A sensação de paz. Poder, por exemplo, dormir uma noite inteira e acordar com vontade de recomeçar a vida.
Qual considera ser o seu maior feito?
Não ter traído as minhas origens e os meus antepassados, pese as profundas mudanças do mundo, do tempo e de mim mesmo.
Qual a sua maior extravagância?
Alimentar a eterna ilusão de que a minha existência se deve a qualquer coisa mais e de que não foi concebida em vão.
Que palavra ou frase mais utiliza?
Talvez a palavra “silêncio”. Nos últimos anos, tornou-se não apenas um bordão, como sobretudo um desejo, um princípio, uma necessidade, uma divisa. Escrevo-a com frequência nos meus poemas e nos meus contos.

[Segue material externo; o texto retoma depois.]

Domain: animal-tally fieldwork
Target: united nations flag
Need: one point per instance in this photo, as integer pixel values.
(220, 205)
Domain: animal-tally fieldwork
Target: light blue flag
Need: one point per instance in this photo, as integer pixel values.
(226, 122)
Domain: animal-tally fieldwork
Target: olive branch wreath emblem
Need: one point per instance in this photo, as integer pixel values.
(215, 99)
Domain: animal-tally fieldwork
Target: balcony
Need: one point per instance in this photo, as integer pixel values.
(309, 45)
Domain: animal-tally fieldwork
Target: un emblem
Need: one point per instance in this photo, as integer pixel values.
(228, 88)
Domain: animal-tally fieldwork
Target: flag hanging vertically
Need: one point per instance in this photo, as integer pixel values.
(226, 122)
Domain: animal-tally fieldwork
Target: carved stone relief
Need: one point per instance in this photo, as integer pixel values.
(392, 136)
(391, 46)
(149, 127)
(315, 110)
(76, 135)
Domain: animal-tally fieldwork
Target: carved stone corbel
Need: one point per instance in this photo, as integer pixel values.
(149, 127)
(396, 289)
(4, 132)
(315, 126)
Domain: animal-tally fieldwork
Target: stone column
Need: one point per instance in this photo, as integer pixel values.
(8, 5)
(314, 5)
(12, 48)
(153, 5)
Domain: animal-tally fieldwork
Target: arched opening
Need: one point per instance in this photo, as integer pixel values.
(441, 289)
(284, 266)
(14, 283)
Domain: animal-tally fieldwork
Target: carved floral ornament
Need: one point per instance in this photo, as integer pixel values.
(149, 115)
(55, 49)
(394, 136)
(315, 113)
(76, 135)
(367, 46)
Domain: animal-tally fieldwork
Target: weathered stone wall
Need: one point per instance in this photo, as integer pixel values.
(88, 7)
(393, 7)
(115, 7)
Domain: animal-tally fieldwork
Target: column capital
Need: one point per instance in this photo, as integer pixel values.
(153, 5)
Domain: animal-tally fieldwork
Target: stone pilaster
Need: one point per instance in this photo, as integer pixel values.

Qual o traço principal do seu carácter?
É difícil traçar o nosso próprio retrato. No entanto, reconheço ser uma pessoa lutadora e exigente.
O seu pior defeito?
A irritabilidade.
Qual a sua maior mágoa?
Não me ter permitido ser jornalista de viagens e ter insistido na docência.
Qual o seu maior sonho?
Conviver com uma geração mais culta, mais educada, mais consciente do dever da meritocracia e capaz de odiar, como eu, todas as formas de corrupção, de laxismo ou de medíocre serventia para com os fracos e ignorantes.
Qual o dia mais feliz da sua vida?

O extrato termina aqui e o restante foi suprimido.